Removing barriers for diabetes patients
Partnerships between Salem Health and local health resources change the course of a woman’s life.
When Christina was admitted to Salem Health for the third time in one month with complications related to diabetes, she had little hope for a healthy life. Her diabetes was out of control; she was losing her eyesight and her kidneys were beginning to fail.
Christina had no insurance and no doctor. The insulin and other medications she needed cost more than she earned. Much of the information she could get about her illness was not in her native language.
She began to get some answers, though, as Salem Health launched the Diabetes CARE Collaborative. This new community care program aims to reduce the prevalence of obesity and diabetes in areas served by Salem Health. Those regions reported that 3 percent of all deaths within their borders had been caused by diabetes. Christina became one of the first patients helped by the collaborative.
The Diabetes CARE Collaborative helps patients like Christina by working with a network of community partners that share Salem Health’s commitment to prevent and control diabetes. All the partners work together to improve the lives of people who have diabetes through education, awareness and advocacy. Three priorities are:
- Ensure that people seeking health services are provided with quality diabetes care.
- Connect people living with diabetes with self-management resources.
- Make sure that people in Marion and Polk counties have access to healthy food and a community that supports and encourages active lifestyles.
Salem Free Clinic provided Christina’s primary care and helped her access specialty endocrine services through their network of providers. A Salem Health Foundation-funded medication assistance program ensured that she had the medicine she needed. The Diabetes CARE Collaborative provided diabetes education in a language Christina could understand, coupled with culture-appropriate support.

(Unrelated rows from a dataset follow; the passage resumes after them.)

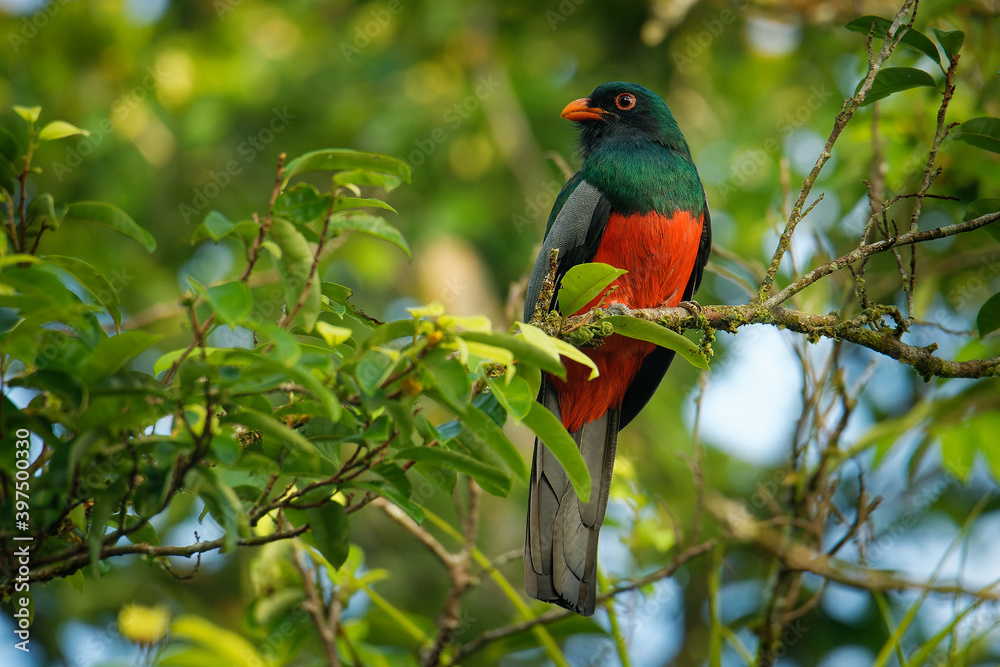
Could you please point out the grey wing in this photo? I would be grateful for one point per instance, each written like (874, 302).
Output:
(576, 232)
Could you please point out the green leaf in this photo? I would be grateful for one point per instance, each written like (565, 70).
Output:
(393, 495)
(113, 217)
(345, 203)
(229, 648)
(988, 319)
(301, 203)
(958, 451)
(231, 301)
(19, 258)
(545, 356)
(372, 369)
(891, 80)
(331, 532)
(364, 177)
(514, 394)
(373, 225)
(493, 480)
(550, 431)
(294, 267)
(8, 146)
(556, 347)
(983, 428)
(29, 114)
(286, 346)
(43, 213)
(951, 41)
(982, 207)
(333, 335)
(222, 502)
(216, 226)
(583, 283)
(481, 426)
(92, 281)
(346, 160)
(980, 132)
(60, 129)
(914, 39)
(114, 352)
(652, 332)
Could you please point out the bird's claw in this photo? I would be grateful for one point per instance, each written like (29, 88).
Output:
(616, 308)
(692, 307)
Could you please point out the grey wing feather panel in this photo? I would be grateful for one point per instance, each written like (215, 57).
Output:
(570, 230)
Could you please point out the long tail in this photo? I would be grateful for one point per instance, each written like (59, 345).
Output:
(560, 546)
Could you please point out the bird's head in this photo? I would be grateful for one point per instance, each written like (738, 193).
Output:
(621, 113)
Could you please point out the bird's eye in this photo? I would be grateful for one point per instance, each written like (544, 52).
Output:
(625, 101)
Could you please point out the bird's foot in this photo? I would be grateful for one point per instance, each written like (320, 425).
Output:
(616, 308)
(692, 307)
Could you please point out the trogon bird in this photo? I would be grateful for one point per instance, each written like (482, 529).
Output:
(637, 204)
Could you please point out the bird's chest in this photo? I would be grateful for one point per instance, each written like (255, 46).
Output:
(657, 250)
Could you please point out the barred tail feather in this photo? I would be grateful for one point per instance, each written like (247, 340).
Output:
(560, 549)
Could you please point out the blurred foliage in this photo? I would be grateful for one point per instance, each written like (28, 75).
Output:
(187, 108)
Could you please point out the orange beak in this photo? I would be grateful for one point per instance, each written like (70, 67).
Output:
(578, 111)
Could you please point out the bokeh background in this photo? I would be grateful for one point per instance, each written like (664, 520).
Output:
(189, 105)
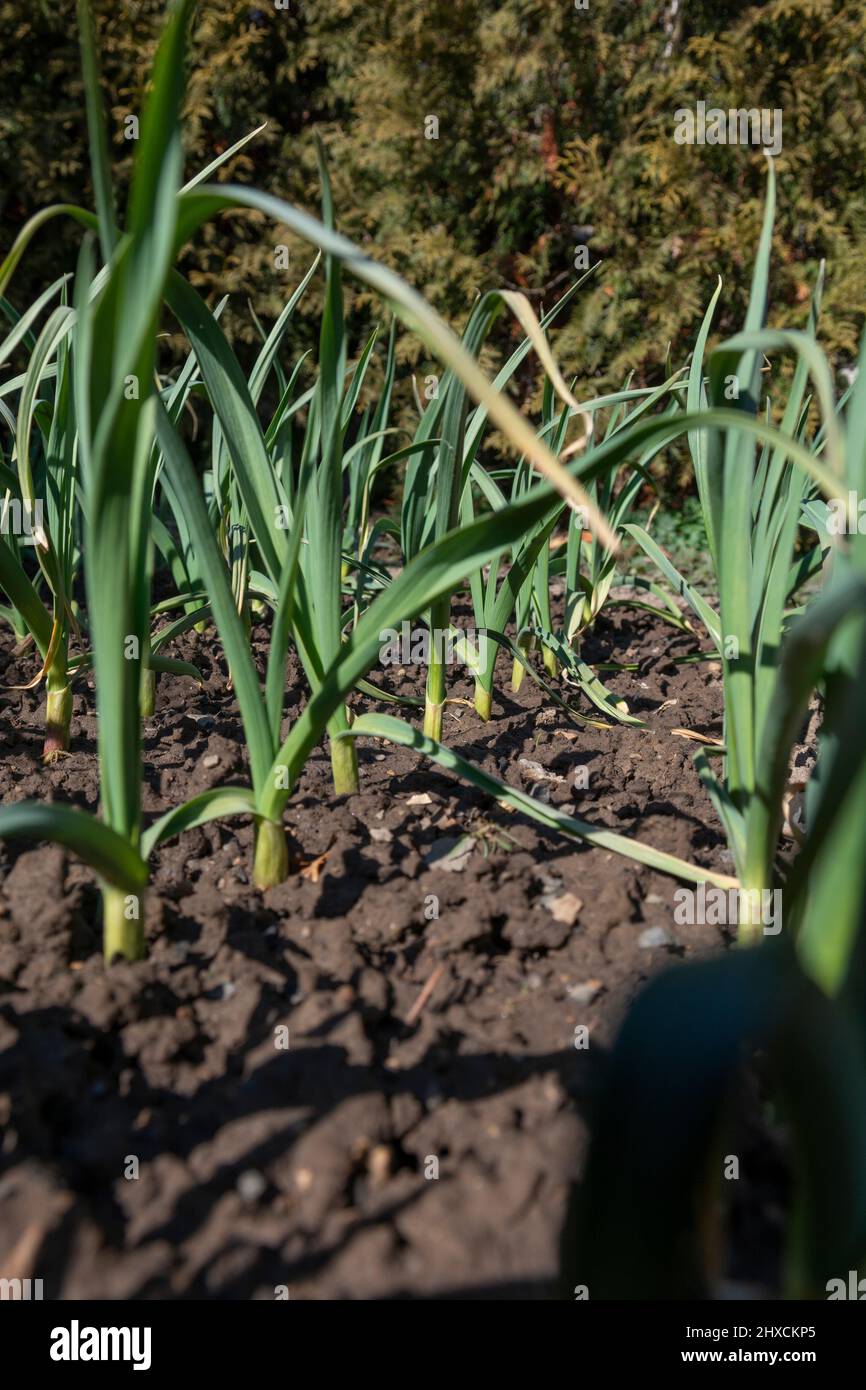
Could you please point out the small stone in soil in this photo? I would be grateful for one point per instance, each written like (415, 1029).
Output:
(250, 1186)
(584, 993)
(655, 937)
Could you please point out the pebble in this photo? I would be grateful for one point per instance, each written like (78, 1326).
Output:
(584, 993)
(250, 1184)
(655, 937)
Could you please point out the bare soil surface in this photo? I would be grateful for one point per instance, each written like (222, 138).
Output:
(431, 1000)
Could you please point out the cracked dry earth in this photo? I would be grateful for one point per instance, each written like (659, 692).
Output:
(416, 1041)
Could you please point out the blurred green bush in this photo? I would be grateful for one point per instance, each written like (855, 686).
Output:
(555, 131)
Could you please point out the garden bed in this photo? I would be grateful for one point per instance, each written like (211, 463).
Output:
(412, 1037)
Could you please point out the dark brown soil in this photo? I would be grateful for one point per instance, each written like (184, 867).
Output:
(312, 1166)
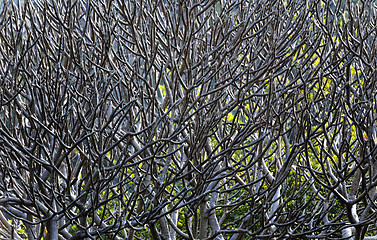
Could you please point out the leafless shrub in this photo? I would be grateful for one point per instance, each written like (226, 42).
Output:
(188, 119)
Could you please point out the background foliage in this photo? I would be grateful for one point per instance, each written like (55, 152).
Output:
(188, 119)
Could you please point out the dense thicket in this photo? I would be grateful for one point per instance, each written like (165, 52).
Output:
(188, 119)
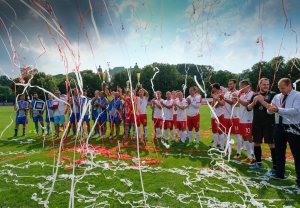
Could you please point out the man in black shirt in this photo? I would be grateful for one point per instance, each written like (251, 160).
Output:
(263, 123)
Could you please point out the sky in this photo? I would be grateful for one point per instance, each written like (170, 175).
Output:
(59, 36)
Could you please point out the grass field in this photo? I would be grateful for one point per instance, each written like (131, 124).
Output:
(183, 178)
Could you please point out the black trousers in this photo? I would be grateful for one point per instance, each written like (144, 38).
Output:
(282, 137)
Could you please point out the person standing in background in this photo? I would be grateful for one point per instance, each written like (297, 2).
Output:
(286, 105)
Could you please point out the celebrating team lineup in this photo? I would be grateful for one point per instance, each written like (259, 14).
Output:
(176, 119)
(149, 104)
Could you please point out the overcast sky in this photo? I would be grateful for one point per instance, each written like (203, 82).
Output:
(60, 35)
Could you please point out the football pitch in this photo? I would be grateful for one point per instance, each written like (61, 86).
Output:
(107, 175)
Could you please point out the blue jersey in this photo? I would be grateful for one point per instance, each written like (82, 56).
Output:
(35, 113)
(116, 108)
(75, 103)
(85, 101)
(21, 112)
(94, 108)
(49, 110)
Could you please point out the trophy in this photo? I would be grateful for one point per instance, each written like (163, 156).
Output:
(138, 77)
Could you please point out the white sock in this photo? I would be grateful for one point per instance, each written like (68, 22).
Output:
(180, 135)
(221, 141)
(248, 149)
(138, 134)
(157, 132)
(146, 132)
(190, 136)
(238, 143)
(215, 138)
(166, 133)
(198, 136)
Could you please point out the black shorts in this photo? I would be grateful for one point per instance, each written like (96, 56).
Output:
(264, 133)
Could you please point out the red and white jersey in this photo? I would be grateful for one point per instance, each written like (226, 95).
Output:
(228, 108)
(193, 109)
(157, 111)
(246, 116)
(168, 112)
(142, 105)
(175, 110)
(181, 114)
(218, 110)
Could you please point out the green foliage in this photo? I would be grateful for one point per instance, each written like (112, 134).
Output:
(170, 77)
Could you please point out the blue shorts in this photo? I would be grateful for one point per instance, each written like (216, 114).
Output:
(73, 119)
(49, 120)
(94, 115)
(21, 120)
(117, 120)
(86, 118)
(59, 119)
(102, 119)
(37, 119)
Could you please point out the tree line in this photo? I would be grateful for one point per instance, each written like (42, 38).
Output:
(169, 77)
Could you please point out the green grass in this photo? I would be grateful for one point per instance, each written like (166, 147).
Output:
(183, 178)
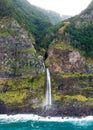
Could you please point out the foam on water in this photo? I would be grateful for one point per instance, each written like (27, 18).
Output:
(27, 117)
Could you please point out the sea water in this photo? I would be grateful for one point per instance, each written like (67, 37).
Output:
(34, 122)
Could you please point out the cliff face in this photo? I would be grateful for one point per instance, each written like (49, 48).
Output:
(17, 53)
(21, 69)
(65, 60)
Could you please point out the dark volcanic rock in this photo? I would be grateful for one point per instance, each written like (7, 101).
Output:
(3, 109)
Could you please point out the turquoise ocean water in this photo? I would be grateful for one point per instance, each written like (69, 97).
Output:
(29, 122)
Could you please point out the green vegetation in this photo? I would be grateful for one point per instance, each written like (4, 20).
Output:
(16, 90)
(81, 37)
(29, 17)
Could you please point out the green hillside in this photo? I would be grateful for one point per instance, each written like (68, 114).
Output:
(30, 17)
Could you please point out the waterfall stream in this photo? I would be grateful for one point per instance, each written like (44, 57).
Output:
(48, 99)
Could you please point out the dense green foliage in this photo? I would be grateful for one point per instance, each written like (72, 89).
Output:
(30, 17)
(82, 37)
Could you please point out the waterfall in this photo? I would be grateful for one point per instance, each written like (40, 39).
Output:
(48, 100)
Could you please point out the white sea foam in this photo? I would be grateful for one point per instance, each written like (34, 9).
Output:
(27, 117)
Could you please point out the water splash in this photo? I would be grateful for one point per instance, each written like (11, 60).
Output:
(48, 98)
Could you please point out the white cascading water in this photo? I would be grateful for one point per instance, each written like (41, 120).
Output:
(48, 99)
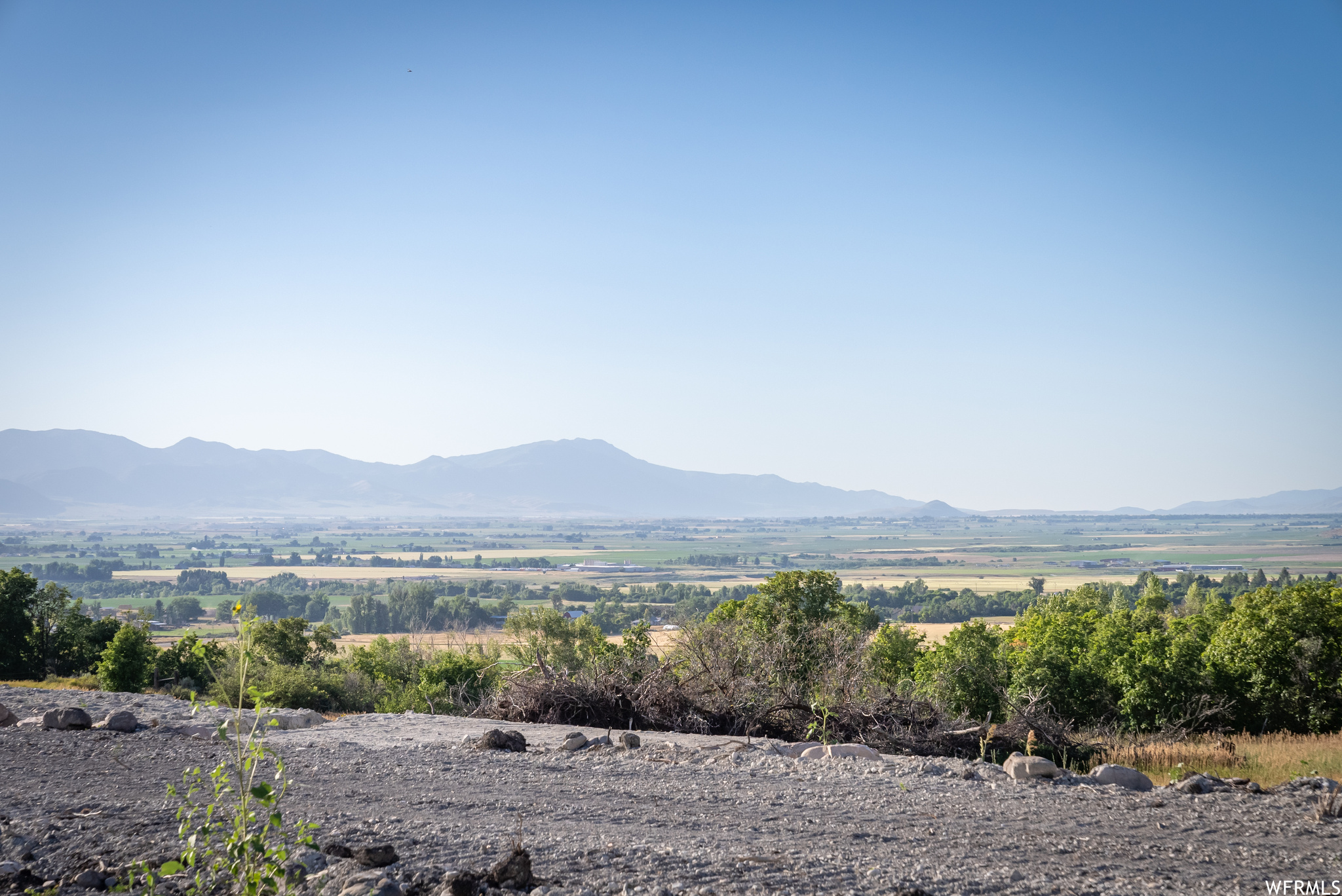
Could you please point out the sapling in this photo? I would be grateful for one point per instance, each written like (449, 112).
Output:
(239, 833)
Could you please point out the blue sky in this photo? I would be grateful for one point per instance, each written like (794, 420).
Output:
(1004, 255)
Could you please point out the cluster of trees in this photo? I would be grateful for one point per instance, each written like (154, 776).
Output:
(45, 632)
(1269, 660)
(1103, 654)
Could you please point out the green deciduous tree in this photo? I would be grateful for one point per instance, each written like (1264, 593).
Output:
(128, 662)
(1279, 652)
(968, 671)
(894, 652)
(16, 596)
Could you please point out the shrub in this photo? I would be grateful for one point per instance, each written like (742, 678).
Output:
(967, 673)
(128, 660)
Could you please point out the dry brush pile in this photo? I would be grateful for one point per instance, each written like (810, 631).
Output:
(783, 665)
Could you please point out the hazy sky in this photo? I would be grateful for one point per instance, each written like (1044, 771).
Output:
(1005, 255)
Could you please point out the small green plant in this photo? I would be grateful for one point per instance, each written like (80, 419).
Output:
(239, 833)
(819, 729)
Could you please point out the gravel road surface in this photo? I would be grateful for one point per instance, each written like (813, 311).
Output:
(681, 815)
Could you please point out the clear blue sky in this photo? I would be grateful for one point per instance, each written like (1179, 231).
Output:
(1005, 255)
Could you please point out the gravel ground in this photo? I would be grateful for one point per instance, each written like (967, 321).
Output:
(682, 815)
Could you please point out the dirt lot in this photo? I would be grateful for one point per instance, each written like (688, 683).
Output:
(695, 817)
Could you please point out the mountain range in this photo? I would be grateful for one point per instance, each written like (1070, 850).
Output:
(90, 474)
(84, 474)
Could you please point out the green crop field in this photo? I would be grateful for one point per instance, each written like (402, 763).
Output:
(129, 565)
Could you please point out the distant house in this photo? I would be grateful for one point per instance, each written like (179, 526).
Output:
(602, 567)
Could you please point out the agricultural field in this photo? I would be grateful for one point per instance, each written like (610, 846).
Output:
(128, 565)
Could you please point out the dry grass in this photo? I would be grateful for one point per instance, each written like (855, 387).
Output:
(78, 683)
(937, 632)
(1269, 760)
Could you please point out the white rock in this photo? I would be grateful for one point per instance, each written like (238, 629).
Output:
(1121, 775)
(795, 750)
(839, 751)
(1023, 768)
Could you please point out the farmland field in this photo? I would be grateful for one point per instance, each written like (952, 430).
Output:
(134, 563)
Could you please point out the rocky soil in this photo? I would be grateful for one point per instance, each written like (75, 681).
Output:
(680, 815)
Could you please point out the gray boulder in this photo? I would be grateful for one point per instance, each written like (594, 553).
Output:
(1023, 768)
(121, 720)
(1122, 775)
(375, 856)
(1196, 784)
(90, 880)
(67, 719)
(497, 739)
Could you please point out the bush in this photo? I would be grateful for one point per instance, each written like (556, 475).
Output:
(128, 660)
(967, 673)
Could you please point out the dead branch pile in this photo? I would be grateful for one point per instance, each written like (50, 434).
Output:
(721, 679)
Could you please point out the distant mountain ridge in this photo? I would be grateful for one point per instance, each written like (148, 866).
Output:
(96, 474)
(78, 472)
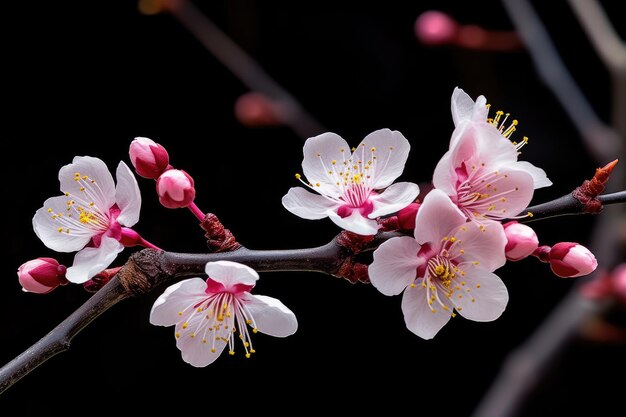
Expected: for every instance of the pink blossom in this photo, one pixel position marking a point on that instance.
(521, 242)
(41, 275)
(480, 172)
(175, 189)
(569, 259)
(446, 266)
(210, 315)
(91, 217)
(148, 157)
(354, 187)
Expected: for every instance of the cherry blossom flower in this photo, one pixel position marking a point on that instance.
(208, 315)
(350, 183)
(480, 172)
(91, 217)
(447, 266)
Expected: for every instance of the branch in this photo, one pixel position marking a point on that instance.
(149, 269)
(601, 140)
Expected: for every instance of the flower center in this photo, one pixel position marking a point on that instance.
(352, 176)
(82, 215)
(499, 123)
(217, 319)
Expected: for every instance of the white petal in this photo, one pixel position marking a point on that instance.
(230, 273)
(481, 242)
(419, 317)
(355, 223)
(394, 198)
(436, 218)
(194, 351)
(392, 151)
(175, 300)
(486, 299)
(271, 316)
(307, 205)
(395, 265)
(102, 188)
(540, 179)
(462, 106)
(127, 196)
(319, 152)
(90, 261)
(46, 225)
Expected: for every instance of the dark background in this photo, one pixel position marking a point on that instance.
(85, 78)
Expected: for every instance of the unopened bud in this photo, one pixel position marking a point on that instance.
(569, 259)
(148, 157)
(521, 241)
(406, 216)
(175, 189)
(41, 275)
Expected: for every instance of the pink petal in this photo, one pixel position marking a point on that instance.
(319, 152)
(392, 151)
(230, 274)
(355, 223)
(176, 299)
(393, 199)
(419, 317)
(127, 196)
(395, 265)
(436, 218)
(271, 316)
(483, 297)
(308, 205)
(89, 261)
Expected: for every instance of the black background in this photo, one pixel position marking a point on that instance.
(85, 78)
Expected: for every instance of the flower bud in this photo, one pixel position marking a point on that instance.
(175, 189)
(406, 216)
(148, 157)
(521, 241)
(569, 259)
(41, 275)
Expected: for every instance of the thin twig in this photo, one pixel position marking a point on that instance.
(149, 269)
(244, 67)
(600, 139)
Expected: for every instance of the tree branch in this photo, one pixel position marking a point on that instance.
(149, 269)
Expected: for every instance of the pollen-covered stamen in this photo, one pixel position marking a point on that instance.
(353, 176)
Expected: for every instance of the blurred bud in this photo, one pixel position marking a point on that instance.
(569, 259)
(175, 189)
(406, 216)
(148, 157)
(521, 241)
(41, 275)
(435, 28)
(255, 110)
(619, 281)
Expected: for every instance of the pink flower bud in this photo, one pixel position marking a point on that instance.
(148, 157)
(521, 241)
(406, 216)
(435, 28)
(175, 189)
(569, 259)
(41, 275)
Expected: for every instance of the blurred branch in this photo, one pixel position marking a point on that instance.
(601, 140)
(244, 67)
(149, 269)
(602, 34)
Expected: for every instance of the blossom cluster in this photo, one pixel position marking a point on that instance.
(453, 237)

Christina’s health improved dramatically within 90 days of her first visit with her diabetes community case manager. She will soon have cataract surgery and her kidney failure is slowing down. More importantly, she hasn’t been readmitted to the hospital since enrolling in the program.
The collaborative is co-chaired by Salem Health’s diabetes community case manager and a nurse from Northwest Human Services, a regional, federally funded community health center. Other partners include the Salem Free Medical Clinic, American Diabetes Association, Salem Clinic, Willamette Valley Partners Health Authority, the YMCA, Yakima Valley Farm Worker’s Clinic, Legacy Health and the Marion County Health Department.